Garlic preserves patency and delays hyperthermia-induced thrombosis in pial microcirculation.
Кључне речи
Апстрактан
Three trials were carried out to study the effect of garlic on thrombus formation and patency in the mouse pial microcirculation in response to hyperthermia. Two different hyperthermic exposures, at 43 degrees C for 60 min and at 44 degrees C for 45 min, were applied to the brain surface of anaesthetized mice by heated artificial cerebrospinal fluid (ACSF).
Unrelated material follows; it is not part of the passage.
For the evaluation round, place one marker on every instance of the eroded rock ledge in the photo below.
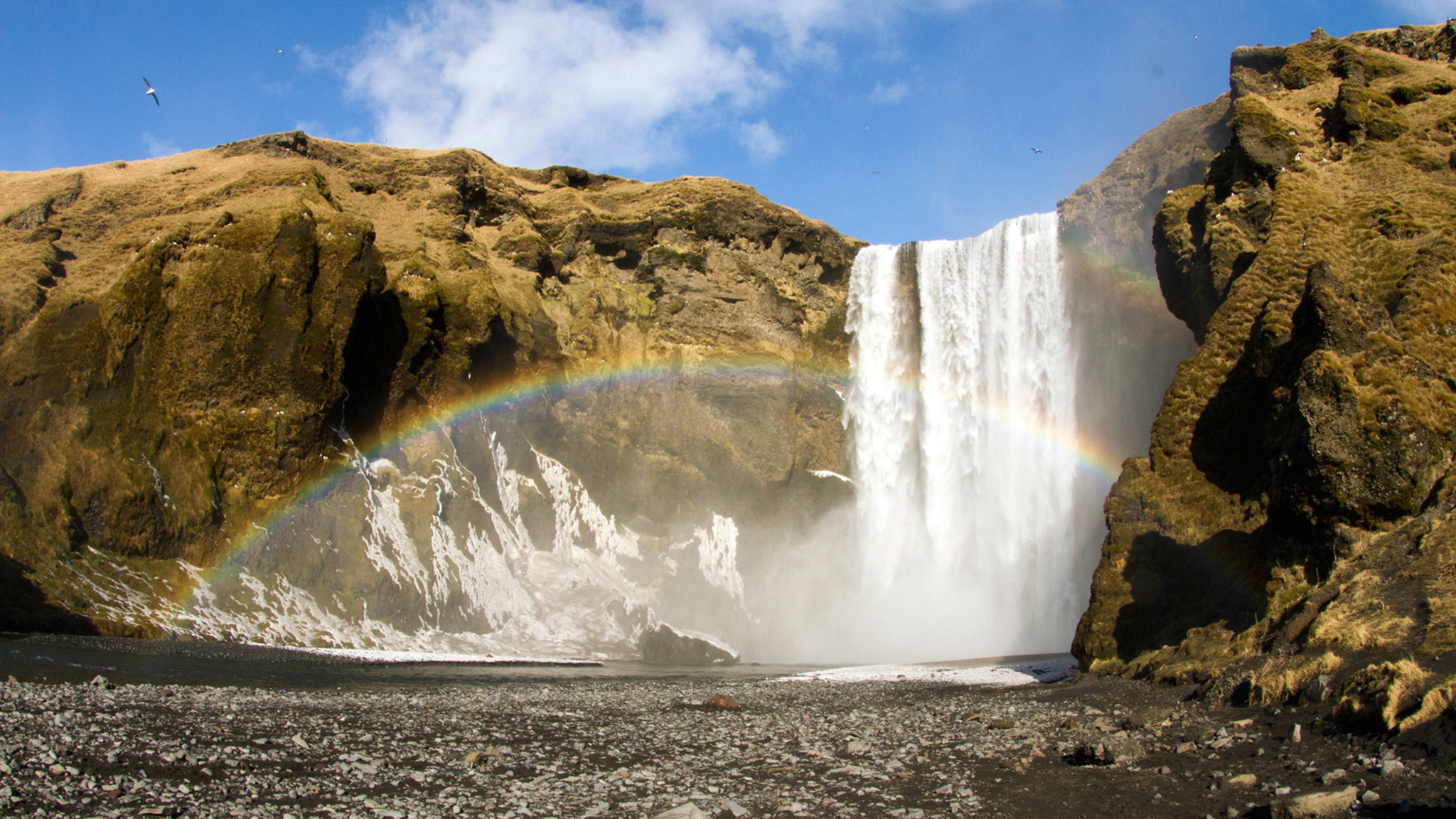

Garlic solutions were prepared 24 h prior to their injection, i.p., from a finely-ground powder in saline (pH 7.3) to deliver doses of 25, 50 and 75 mg/kg. Control groups of the three trials were injected with saline, pH 7.3. Garlic and vehicle solution injections were made 60 min prior to the intended hyperthermic exposure. Microvascular responses were monitored and were recorded by intravital videomicroscopy. With core body temperature kept at 37 degrees C and at the elevated ACSF temperatures, the first observed intravascular response was in the form of either passing emboli or as visible thrombosis in either arterioles or venules. Further thromboembolic events continued and throughout such exposures higher arteriolar patency was evident in the garlic-treated mice. Collectively, garlic significantly delayed the appearance of the first observable thrombo/embolic response. Data of this study evidenced that garlic delayed hyperthermia-induced platelet aggregation, in vivo. Such results could prove beneficial to those adversely affected by antithrombotic drugs, like aspirin.